Perno dell’intera esposizione è la ricomposizione della pala dell’Assunta di Bernardo Daddi (Seconda sezione: La pala pratese di Bernardo Daddi restituituita).
Per meglio contestualizzare l’opera di Bernardo Daddi sono esposte altre opere del pittore giottesco, appartenenti a questa stessa fase stilistica, contraddistinta da una felice e vivace vena narrativa (Terzo percorso: Daddi narratore).
Un nucleo scelto di cintole profane del secolo XIV documentano la bellezza di questo genere di manufatti, riprodotto nell’elegantissima Santa Caterina di Giovanni da Milano (Quarto percorso: La Sacra Cintola, le cinte profane e Giovanni da Milano).
Segue una rassegna esemplificativa delle diverse elaborazioni dell’iconografia che univa la morte della Vergine e l’Assunzione nell’arte toscana del trecento: dipinti, miniature, sculture permettono di apprezzare la diversa interpretazione del tema in area fiorentina, dove san Tommaso afferra la cintola, e in area senese, dove la cintola è lasciata cadere dalla Madonna in volo (Quinta sezione: L’Assunta e la cintola: varianti nel trecento toscano). Il percorso espositivo prosegue presentando la tradizione iconografica dell’Assunta in terra toscana, dove prevale il tema della Madonna della Cintola col solo san Tommaso, con la selezione di esempi particolarmente significativi e concludendo con gli echi più tardi in area pratese, fino alle pale di Stradano e di Santi di Tito (Sesto percorso: L’Assunta e la Cintola: la tradizione seguente).
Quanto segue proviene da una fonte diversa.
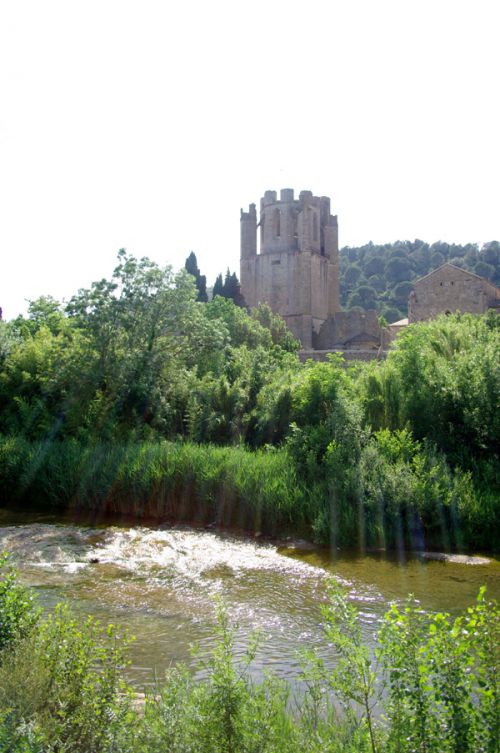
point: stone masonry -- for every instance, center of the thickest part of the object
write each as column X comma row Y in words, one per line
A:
column 296, row 270
column 449, row 289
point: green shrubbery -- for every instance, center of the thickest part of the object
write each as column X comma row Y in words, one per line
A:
column 431, row 685
column 138, row 398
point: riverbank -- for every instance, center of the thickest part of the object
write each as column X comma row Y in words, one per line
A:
column 430, row 666
column 259, row 492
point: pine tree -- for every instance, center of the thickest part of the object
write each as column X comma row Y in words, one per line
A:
column 218, row 286
column 191, row 266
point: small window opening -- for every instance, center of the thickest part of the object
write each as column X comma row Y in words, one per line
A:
column 315, row 228
column 278, row 222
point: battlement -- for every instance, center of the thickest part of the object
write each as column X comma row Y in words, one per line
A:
column 295, row 268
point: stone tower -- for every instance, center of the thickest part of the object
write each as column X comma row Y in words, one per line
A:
column 297, row 269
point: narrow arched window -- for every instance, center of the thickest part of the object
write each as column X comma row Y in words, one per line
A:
column 315, row 228
column 277, row 222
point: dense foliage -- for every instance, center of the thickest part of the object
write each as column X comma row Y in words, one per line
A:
column 432, row 685
column 381, row 276
column 137, row 397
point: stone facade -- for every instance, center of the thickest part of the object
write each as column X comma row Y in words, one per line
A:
column 296, row 270
column 449, row 289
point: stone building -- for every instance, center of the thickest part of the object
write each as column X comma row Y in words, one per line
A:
column 296, row 269
column 449, row 289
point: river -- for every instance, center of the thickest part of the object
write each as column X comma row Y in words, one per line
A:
column 162, row 585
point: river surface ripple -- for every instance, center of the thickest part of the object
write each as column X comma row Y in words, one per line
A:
column 161, row 585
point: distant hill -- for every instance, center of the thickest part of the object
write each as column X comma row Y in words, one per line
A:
column 381, row 276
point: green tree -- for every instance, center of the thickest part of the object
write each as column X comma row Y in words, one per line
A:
column 191, row 266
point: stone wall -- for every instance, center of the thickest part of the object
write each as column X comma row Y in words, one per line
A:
column 450, row 289
column 353, row 330
column 296, row 271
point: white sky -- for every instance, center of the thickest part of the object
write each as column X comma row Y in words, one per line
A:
column 149, row 124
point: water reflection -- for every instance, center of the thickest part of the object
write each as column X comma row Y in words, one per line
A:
column 161, row 585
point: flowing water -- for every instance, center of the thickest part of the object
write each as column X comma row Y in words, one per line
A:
column 161, row 585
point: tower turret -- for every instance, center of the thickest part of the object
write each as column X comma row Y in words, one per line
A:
column 296, row 270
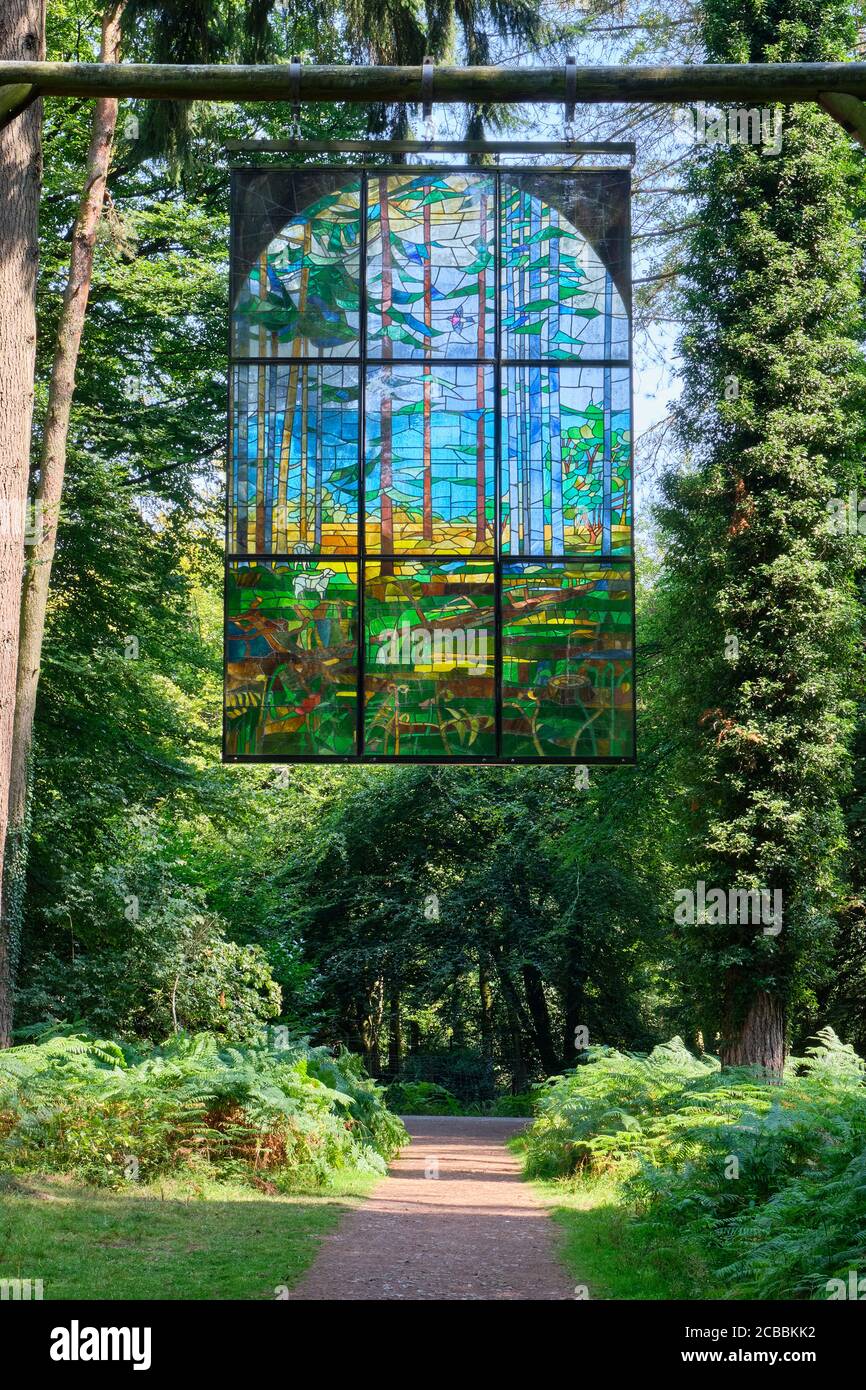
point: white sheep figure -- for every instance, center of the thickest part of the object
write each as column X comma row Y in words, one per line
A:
column 313, row 583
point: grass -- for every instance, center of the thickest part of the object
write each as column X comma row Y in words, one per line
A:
column 602, row 1250
column 181, row 1239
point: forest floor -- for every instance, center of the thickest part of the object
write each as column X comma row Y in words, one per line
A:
column 452, row 1221
column 174, row 1239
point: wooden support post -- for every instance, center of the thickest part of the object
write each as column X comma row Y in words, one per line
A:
column 14, row 99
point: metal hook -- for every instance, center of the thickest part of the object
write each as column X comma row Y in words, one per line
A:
column 427, row 67
column 570, row 95
column 295, row 132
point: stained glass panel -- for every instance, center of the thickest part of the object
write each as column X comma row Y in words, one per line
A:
column 565, row 267
column 430, row 466
column 567, row 684
column 431, row 266
column 296, row 268
column 430, row 659
column 291, row 685
column 293, row 488
column 566, row 460
column 430, row 460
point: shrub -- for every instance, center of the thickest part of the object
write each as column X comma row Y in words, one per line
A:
column 421, row 1098
column 761, row 1184
column 519, row 1107
column 107, row 1112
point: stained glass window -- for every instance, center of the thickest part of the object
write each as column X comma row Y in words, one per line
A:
column 430, row 520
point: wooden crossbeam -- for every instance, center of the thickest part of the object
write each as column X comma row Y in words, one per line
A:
column 751, row 84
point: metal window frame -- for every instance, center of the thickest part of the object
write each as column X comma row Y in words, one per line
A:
column 362, row 362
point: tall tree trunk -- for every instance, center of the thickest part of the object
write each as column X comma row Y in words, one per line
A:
column 541, row 1018
column 485, row 994
column 53, row 462
column 21, row 38
column 517, row 1022
column 395, row 1034
column 756, row 1037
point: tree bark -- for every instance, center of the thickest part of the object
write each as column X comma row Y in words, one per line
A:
column 573, row 995
column 22, row 39
column 758, row 1036
column 395, row 1034
column 541, row 1018
column 52, row 467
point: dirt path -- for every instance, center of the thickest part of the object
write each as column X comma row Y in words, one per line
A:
column 471, row 1232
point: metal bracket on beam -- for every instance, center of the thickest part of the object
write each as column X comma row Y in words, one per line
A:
column 14, row 99
column 848, row 111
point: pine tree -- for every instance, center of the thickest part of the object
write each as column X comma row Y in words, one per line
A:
column 758, row 592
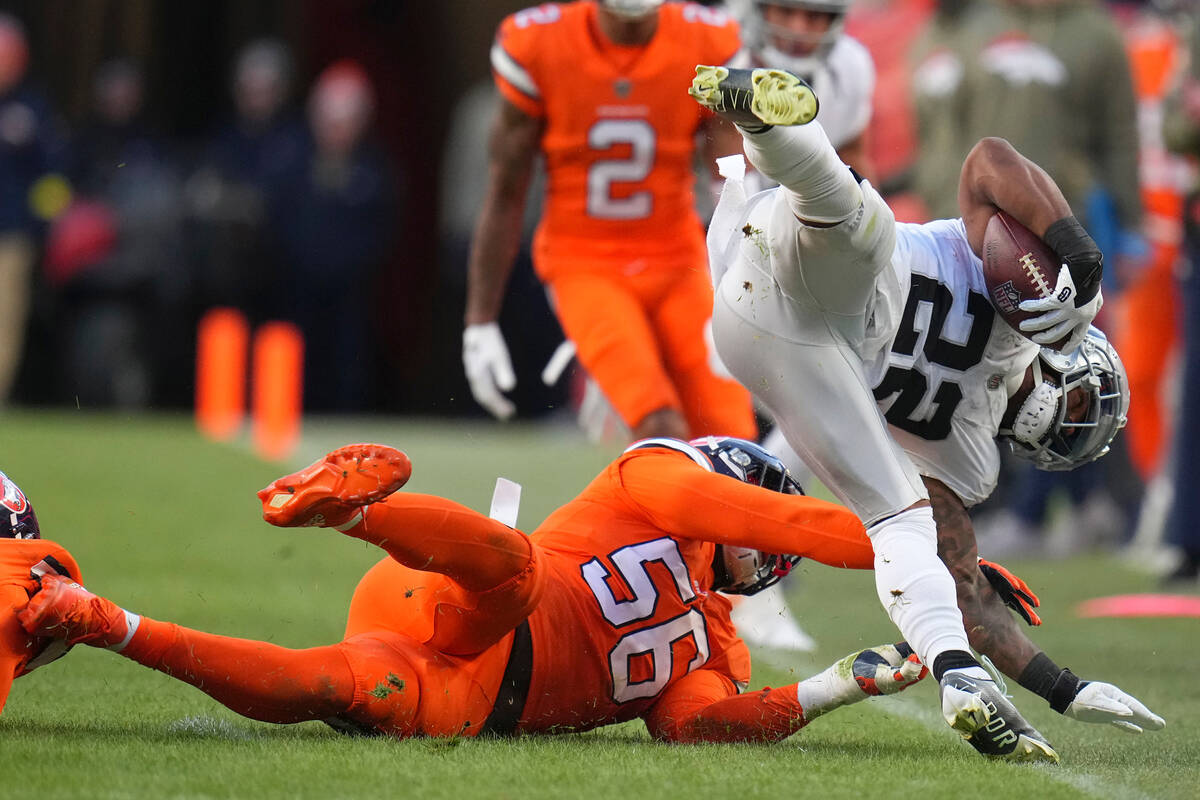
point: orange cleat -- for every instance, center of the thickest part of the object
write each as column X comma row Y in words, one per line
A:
column 63, row 609
column 330, row 492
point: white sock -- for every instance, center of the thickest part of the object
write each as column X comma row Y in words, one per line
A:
column 828, row 690
column 821, row 187
column 913, row 584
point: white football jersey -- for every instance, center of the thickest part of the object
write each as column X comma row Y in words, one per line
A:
column 942, row 383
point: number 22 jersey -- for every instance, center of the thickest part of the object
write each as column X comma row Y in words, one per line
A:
column 943, row 378
column 619, row 132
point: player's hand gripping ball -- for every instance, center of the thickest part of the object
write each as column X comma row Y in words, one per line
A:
column 1017, row 266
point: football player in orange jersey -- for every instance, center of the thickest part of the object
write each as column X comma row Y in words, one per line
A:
column 23, row 555
column 598, row 88
column 606, row 613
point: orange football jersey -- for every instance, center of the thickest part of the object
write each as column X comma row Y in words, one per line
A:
column 628, row 609
column 17, row 648
column 619, row 132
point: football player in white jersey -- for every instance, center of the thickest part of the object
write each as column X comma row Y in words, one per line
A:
column 807, row 37
column 875, row 348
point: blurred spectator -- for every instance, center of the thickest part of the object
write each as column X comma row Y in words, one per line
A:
column 939, row 58
column 114, row 258
column 1182, row 134
column 330, row 215
column 31, row 191
column 227, row 192
column 1051, row 77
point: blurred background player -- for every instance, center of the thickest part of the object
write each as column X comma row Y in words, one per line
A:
column 33, row 156
column 594, row 86
column 808, row 38
column 24, row 557
column 460, row 629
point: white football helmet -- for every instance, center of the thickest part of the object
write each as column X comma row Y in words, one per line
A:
column 773, row 46
column 631, row 8
column 1042, row 433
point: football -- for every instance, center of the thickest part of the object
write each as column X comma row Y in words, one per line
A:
column 1017, row 266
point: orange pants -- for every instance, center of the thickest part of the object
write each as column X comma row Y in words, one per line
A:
column 424, row 650
column 643, row 338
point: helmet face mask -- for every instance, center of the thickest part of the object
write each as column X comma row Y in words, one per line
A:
column 775, row 44
column 17, row 517
column 743, row 570
column 1079, row 403
column 631, row 8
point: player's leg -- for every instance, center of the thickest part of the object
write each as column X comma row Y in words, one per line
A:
column 823, row 404
column 713, row 401
column 487, row 576
column 256, row 679
column 617, row 346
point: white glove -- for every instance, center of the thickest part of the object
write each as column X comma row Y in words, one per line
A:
column 1061, row 318
column 1102, row 703
column 485, row 359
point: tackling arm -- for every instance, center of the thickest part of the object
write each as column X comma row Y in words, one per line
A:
column 687, row 500
column 705, row 705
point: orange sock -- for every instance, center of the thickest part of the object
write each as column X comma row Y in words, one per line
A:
column 256, row 679
column 427, row 533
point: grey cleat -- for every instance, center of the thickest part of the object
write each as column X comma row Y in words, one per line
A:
column 990, row 722
column 754, row 98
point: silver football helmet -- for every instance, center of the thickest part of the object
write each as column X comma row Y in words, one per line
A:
column 631, row 8
column 775, row 46
column 1043, row 431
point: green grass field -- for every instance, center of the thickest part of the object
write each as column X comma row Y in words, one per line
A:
column 167, row 524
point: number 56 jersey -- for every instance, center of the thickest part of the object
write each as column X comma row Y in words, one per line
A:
column 618, row 133
column 629, row 606
column 942, row 379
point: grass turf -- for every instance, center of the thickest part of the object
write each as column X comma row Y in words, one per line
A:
column 166, row 523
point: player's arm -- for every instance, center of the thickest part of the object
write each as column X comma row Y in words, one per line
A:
column 994, row 176
column 853, row 155
column 705, row 705
column 996, row 633
column 493, row 248
column 685, row 499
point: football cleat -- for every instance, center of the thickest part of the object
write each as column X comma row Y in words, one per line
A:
column 63, row 609
column 754, row 98
column 989, row 722
column 330, row 492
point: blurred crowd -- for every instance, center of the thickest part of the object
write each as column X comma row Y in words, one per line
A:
column 114, row 239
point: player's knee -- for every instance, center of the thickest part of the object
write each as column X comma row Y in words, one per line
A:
column 387, row 685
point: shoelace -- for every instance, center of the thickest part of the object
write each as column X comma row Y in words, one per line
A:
column 999, row 679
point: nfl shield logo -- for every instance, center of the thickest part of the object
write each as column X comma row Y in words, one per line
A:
column 1007, row 298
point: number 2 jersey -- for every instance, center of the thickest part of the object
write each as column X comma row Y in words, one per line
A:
column 619, row 132
column 629, row 611
column 942, row 379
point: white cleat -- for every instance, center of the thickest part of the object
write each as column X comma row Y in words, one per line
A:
column 989, row 721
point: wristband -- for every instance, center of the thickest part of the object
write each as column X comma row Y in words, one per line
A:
column 1078, row 250
column 1057, row 685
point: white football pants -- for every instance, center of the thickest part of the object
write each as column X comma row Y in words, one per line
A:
column 795, row 319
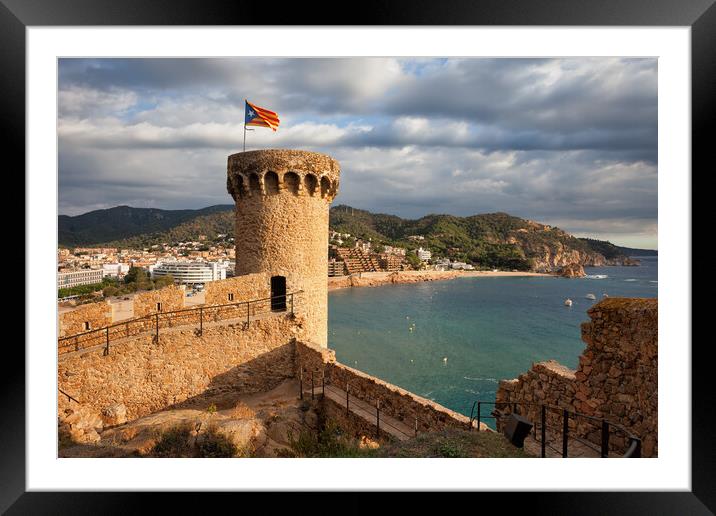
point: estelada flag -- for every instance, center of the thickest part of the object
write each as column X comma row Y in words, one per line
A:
column 260, row 117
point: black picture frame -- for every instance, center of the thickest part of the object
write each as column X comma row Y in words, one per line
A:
column 700, row 15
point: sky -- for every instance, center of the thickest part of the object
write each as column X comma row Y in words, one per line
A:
column 567, row 142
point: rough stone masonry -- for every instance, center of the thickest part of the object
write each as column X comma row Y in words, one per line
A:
column 282, row 199
column 616, row 378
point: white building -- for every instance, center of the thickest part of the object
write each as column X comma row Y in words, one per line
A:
column 423, row 254
column 79, row 277
column 190, row 273
column 116, row 270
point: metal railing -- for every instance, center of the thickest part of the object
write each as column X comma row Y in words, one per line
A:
column 633, row 449
column 154, row 322
column 352, row 402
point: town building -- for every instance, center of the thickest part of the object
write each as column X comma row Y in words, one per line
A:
column 423, row 254
column 190, row 273
column 79, row 277
column 115, row 270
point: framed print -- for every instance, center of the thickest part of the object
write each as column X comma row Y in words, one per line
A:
column 501, row 180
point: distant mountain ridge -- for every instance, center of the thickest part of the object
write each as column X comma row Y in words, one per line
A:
column 122, row 222
column 492, row 239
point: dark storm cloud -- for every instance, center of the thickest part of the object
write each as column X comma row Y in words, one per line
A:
column 567, row 140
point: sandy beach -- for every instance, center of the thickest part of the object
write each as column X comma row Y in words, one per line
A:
column 374, row 279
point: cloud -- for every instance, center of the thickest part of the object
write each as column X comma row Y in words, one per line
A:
column 569, row 140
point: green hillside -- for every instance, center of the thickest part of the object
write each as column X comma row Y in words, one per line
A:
column 489, row 240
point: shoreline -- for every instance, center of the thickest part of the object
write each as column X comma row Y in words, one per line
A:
column 375, row 279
Vengono infine esposte tutte le testimonianze documentarie e visive che accompagnano il culto della Cintola stessa e l’ostensione: le preziose custodie, le suppellettili e gli arredi della Cappella della Cintola nella Cattedrale. Alcuni apparati didattici aiutano a comprendere la natura anche tecnica del manufatto e a raccordare fra loro le testimonianze librarie e archivistiche. Sono state inoltre riunite testimonianze del culto della Cintola del Duomo di Pisa (Settimo percorso: Il culto e l’ostensione della Sacra Cintola a Prato e in Toscana). Nel percorso è compreso il Duomo di Prato: il visitatore può entrare, così, nella Cappella della Cintola, abitualmente preclusa alla visita, e ammirare da vicino il ciclo di affreschi realizzati da Agnolo Gaddi.